Sunday, February 12, 2017

From LDS apostle to spiritualist: the journey of Amasa Mason Lyman


By Doug Gibson

In the spring 1983 edition of Dialogue, author Loretta L. Hefner recounts a sermon Mormon prophet Brigham Young delivered in 1867. Young said that doctrinal deviancy was not limited to the church rank and file. In fact, Young continued, among the present 12 apostles, “one did not believe in the existence of a personage called God,” another “believes that infants have the spirits of some who have formerly lived on earth,” and the third “has been preaching on the sly ... that the Savior was nothing more than a good man, and that his death had nothing to do with your salvation or mine.” 

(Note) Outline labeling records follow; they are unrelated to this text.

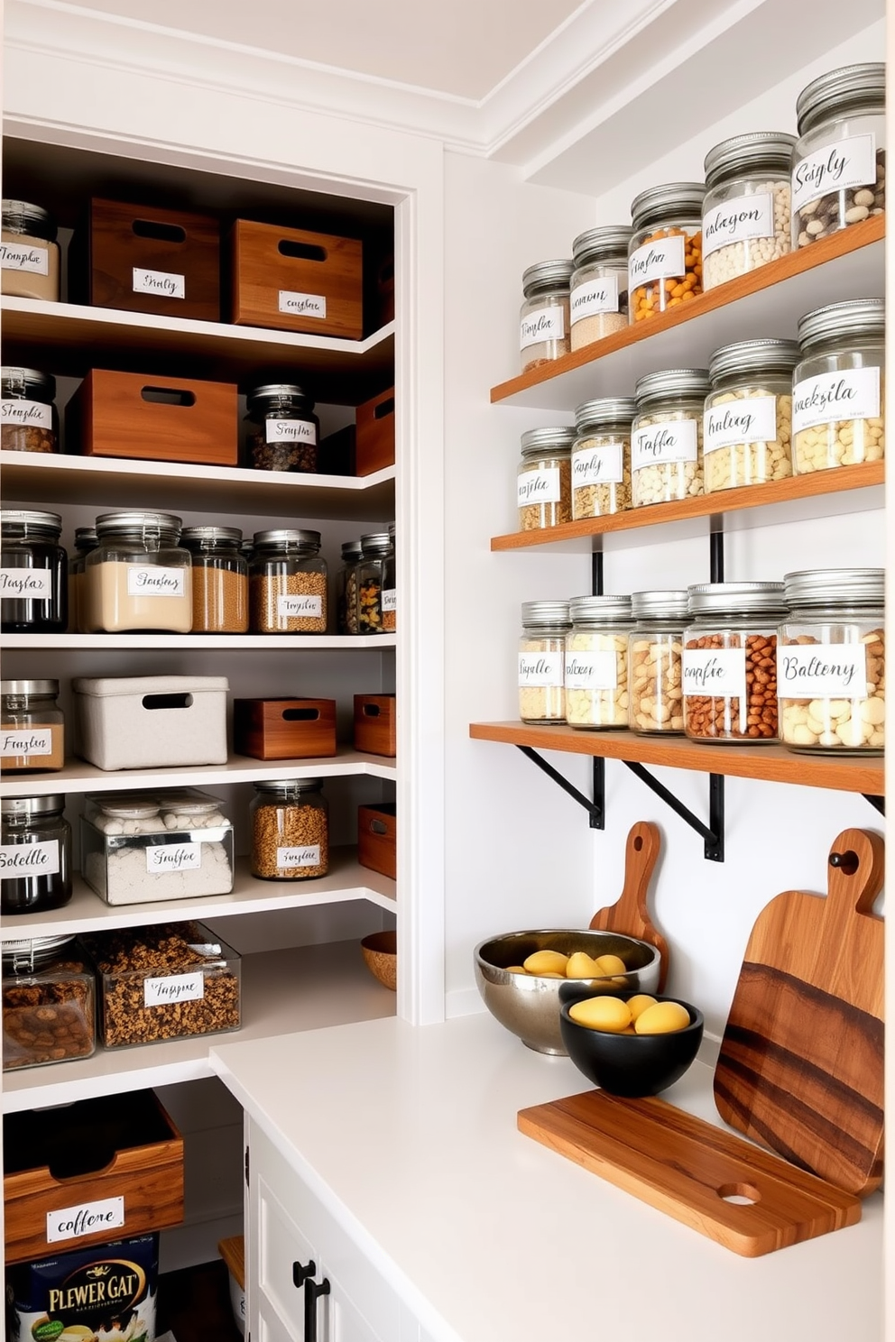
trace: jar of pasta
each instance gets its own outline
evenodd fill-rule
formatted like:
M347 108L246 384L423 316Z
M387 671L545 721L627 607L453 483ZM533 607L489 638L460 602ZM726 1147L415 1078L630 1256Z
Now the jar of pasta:
M856 298L798 322L793 471L879 462L884 454L886 305Z
M700 181L671 181L641 191L631 203L628 318L657 317L702 294Z
M670 503L702 494L702 421L708 370L670 368L635 385L631 502Z
M806 569L784 578L777 694L792 750L882 754L886 745L883 569Z
M798 345L746 340L715 350L708 364L702 454L706 494L766 484L793 474L792 385Z

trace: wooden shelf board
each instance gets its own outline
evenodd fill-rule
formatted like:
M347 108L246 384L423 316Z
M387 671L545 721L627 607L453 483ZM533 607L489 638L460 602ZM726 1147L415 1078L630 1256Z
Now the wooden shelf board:
M633 760L644 765L722 773L762 782L801 784L805 788L832 788L883 796L883 758L825 758L796 754L784 746L704 745L686 737L639 737L631 731L580 731L566 726L526 726L523 722L474 722L474 741L499 741L535 750L600 756L605 760Z

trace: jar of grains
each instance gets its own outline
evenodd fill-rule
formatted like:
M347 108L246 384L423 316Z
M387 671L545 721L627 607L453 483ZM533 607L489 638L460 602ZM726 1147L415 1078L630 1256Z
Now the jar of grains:
M702 294L700 181L671 181L631 203L628 318L647 321Z
M255 531L248 607L255 633L326 633L319 531Z
M593 345L628 325L627 224L589 228L572 243L574 270L569 283L572 349Z
M793 368L798 345L746 340L715 350L708 362L702 474L706 494L766 484L793 474Z
M0 368L0 447L7 452L58 452L56 380L36 368Z
M792 250L789 209L794 136L757 130L706 154L703 289L758 270Z
M519 717L523 722L565 722L565 636L570 628L568 601L522 603Z
M639 377L631 425L631 502L670 503L702 494L702 421L708 370L670 368Z
M886 64L841 66L796 101L793 247L886 209Z
M570 727L628 726L629 596L576 596L569 601L565 694Z
M780 734L793 750L882 754L886 745L883 569L806 569L784 578Z
M777 625L782 582L702 582L690 588L682 686L694 741L777 741Z
M572 521L570 425L530 428L519 439L522 460L517 471L519 530L539 531Z
M628 726L640 735L683 735L680 654L687 593L635 592L628 635Z
M525 302L519 311L522 372L569 353L570 260L541 260L522 275Z
M793 370L793 471L808 475L886 451L886 305L856 298L800 318Z
M585 401L574 412L572 517L607 517L631 507L631 421L635 401Z
M252 876L311 880L329 871L329 805L322 778L255 784L251 803Z
M193 585L193 633L246 633L248 629L248 564L239 553L236 526L187 526Z

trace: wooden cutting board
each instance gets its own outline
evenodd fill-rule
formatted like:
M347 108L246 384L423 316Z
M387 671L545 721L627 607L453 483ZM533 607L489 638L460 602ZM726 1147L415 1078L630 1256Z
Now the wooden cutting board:
M745 1257L860 1221L857 1197L662 1099L592 1090L523 1108L518 1126Z
M660 848L659 827L651 820L639 820L631 827L625 843L625 883L619 902L609 909L600 909L590 919L594 931L617 931L625 937L639 937L640 941L648 941L657 949L662 956L659 992L663 990L668 974L668 942L649 917L647 895Z
M845 829L827 898L789 890L758 915L714 1083L731 1127L861 1197L883 1177L883 855Z

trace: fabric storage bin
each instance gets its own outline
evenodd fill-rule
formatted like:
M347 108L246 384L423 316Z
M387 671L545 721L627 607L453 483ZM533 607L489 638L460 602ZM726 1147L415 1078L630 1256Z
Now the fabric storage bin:
M227 764L225 676L79 676L75 754L98 769Z

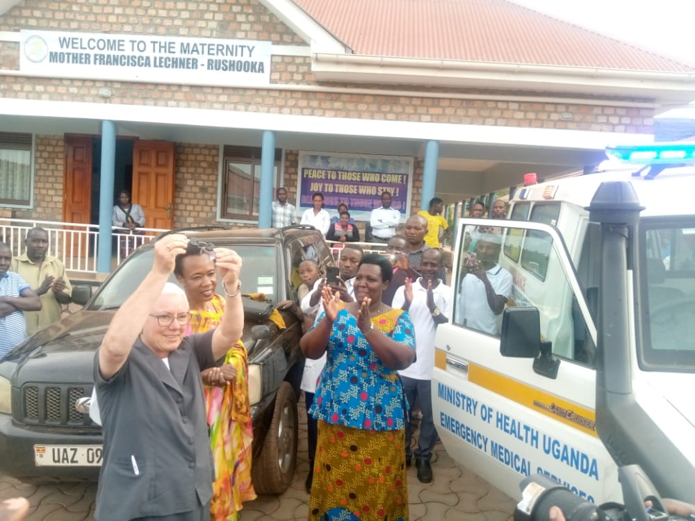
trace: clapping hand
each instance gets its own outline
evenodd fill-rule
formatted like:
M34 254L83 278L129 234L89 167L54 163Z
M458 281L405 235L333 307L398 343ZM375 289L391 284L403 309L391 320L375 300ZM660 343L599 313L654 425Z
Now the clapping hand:
M413 283L408 277L403 281L403 297L409 304L413 303Z
M343 302L352 301L352 297L350 296L350 293L348 292L348 286L345 286L345 281L339 276L338 277L338 285L333 285L332 288L334 290L338 290L338 296Z
M357 327L362 331L363 335L366 335L372 327L372 317L369 313L369 306L371 304L372 299L365 297L357 311Z
M51 289L53 290L54 293L62 292L65 289L65 279L62 276L59 276L53 281L53 286L51 286Z
M321 293L323 299L323 309L326 312L326 317L332 322L338 317L338 311L340 309L340 295L338 292L334 294L330 286L324 286Z
M434 304L434 292L432 291L432 279L427 281L427 308L430 309L430 313L434 313L434 308L436 306Z
M45 294L51 289L51 286L54 280L56 280L56 277L53 275L47 275L44 281L41 283L41 286L36 288L36 293L40 295ZM63 288L65 288L65 283L63 283Z

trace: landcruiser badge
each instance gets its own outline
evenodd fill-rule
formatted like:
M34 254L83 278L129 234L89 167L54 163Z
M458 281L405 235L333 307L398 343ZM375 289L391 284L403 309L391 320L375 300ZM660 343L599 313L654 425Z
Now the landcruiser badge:
M581 425L582 427L589 429L591 431L596 430L596 422L595 420L589 420L587 417L578 415L571 409L566 409L564 407L560 407L559 405L555 405L555 404L548 405L547 404L541 403L538 400L534 400L533 404L537 407L540 407L541 409L547 411L549 413L552 413L557 416L559 416L561 418L569 420L572 423Z

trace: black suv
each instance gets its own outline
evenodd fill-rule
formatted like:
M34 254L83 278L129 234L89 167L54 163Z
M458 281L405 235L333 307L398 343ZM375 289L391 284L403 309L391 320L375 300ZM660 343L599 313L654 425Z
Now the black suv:
M249 354L254 485L259 493L281 493L297 456L302 326L291 312L281 312L286 326L281 329L269 317L274 304L297 299L300 263L314 259L325 272L334 264L330 250L311 226L177 231L231 248L243 260L242 340ZM19 479L97 478L101 431L81 412L81 399L91 396L94 352L115 310L149 271L153 258L154 242L139 248L93 297L88 286L75 286L73 299L83 308L38 331L0 361L0 472ZM263 293L267 300L249 293Z

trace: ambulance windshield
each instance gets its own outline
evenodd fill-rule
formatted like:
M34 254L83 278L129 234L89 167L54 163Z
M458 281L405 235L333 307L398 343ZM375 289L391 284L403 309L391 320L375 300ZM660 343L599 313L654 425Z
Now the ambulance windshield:
M641 361L661 371L695 371L695 219L643 223Z

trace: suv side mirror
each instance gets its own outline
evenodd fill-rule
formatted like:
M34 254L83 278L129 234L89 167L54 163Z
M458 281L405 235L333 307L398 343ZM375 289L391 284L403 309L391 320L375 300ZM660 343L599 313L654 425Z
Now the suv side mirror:
M534 358L541 351L541 315L538 308L507 308L502 315L500 354Z
M72 301L84 306L92 298L92 286L88 284L80 284L72 288Z
M251 328L251 338L254 340L260 340L270 338L272 336L272 331L270 328L265 324L254 326Z

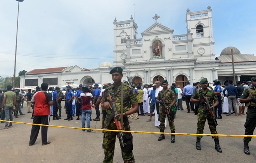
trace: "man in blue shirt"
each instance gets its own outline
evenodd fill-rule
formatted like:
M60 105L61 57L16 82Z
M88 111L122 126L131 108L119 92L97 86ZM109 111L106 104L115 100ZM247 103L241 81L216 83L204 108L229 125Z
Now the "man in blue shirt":
M217 106L217 107L214 108L214 112L215 115L217 115L217 109L218 108L218 117L217 117L217 119L222 119L222 116L221 116L222 109L221 107L221 96L220 95L220 93L221 92L221 88L220 87L220 81L218 79L216 79L213 81L213 83L214 83L214 85L215 86L215 88L214 89L214 92L216 93L218 100L219 101L219 104Z
M228 90L228 94L225 93L226 90ZM237 98L237 90L233 85L233 80L228 81L228 85L225 87L222 92L224 96L228 97L228 114L227 116L231 116L231 111L232 107L235 111L235 116L238 116L237 110L237 106L236 105L236 100Z
M80 95L81 93L83 93L82 86L83 86L82 84L80 84L79 89L77 89L77 88L76 88L77 90L76 92L76 116L77 116L77 118L76 119L76 121L80 119L80 118L79 118L79 115L81 114L82 112L81 100L81 99L78 98L78 97L80 97Z
M58 90L59 87L55 87L55 90L52 93L52 100L54 102L53 104L53 111L52 112L52 120L58 120L61 119L61 118L58 117Z
M93 104L95 105L98 98L100 97L100 90L99 88L99 84L96 83L94 85L94 96ZM96 112L96 117L93 119L95 121L100 121L100 104L98 104L95 107L95 110Z
M191 98L191 97L194 92L194 88L189 84L189 82L186 82L186 86L183 88L182 94L185 96L185 101L186 101L187 108L188 109L188 113L190 113L189 104L190 104L190 106L191 107L191 110L193 111L194 113L194 104L193 102L190 102L190 99Z
M31 113L30 107L31 107L31 99L33 95L31 93L31 89L29 89L28 92L27 93L27 104L28 105L28 113Z
M152 86L153 86L153 90L150 92L150 97L149 97L149 105L150 106L149 108L149 119L147 121L147 122L151 121L153 112L155 111L155 108L156 108L156 84L153 84Z
M72 117L72 102L74 97L74 94L71 90L71 86L68 85L67 87L67 96L66 100L67 101L67 117L64 120L71 121L73 120Z

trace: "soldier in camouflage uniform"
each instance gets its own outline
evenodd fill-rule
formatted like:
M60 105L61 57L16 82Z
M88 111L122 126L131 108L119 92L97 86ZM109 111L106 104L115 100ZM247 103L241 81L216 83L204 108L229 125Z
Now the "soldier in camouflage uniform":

Young was a sometimes caustic, even sarcastic LDS president, who once said that he kept the apostles in his pocket to take out when needed. He was not shy of public denunciations. The first two apostles mentioned by Young were Orson Pratt and Orson Hyde. Although Young used his influence late in life to make sure neither would be in a position to lead the LDS Church, Pratt and Hyde remained apostles.

The third apostle Young mentioned, Amasa Mason Lyman, would not survive his “heresy.” Lyman, baptized by Orson Pratt at 18, served 16 missions, spent months in a filthy Missouri jail cell with Mormon founder Joseph Smith, and attained the rank of apostle, only to lose it all in the final decade of his life. 

As Hefner relates in the Dialogue article, “From Apostle to Apostate: The Personal Struggle of Amasa Mason Lyman,” the LDS apostle proved his commitment to Mormonism countless times, but never seemed to shake an eccentric interest in spiritualism. In the 1850s, while establishing a branch of the church in San Bernadino, California, Lyman participated in seances.

The apostle’s interest in spiritualism might have remained a tolerated hobby — and of no danger to his church standing — had he not embraced “what later historians have termed the golden age of liberal theology,” writes Hefner. During this time, Lyman seems to have embraced “universalism,” or a belief that man, being derived from God, was inherently good and did not need Christ’s sacrifice to attain salvation.

In separate speeches — in 1862 in Dundee, Scotland and 1863 in Beaver, Utah — Lyman preached that Christ was only a moral reformer, and that man could redeem himself by correcting his errors. In short, Lyman denied the need for a savior.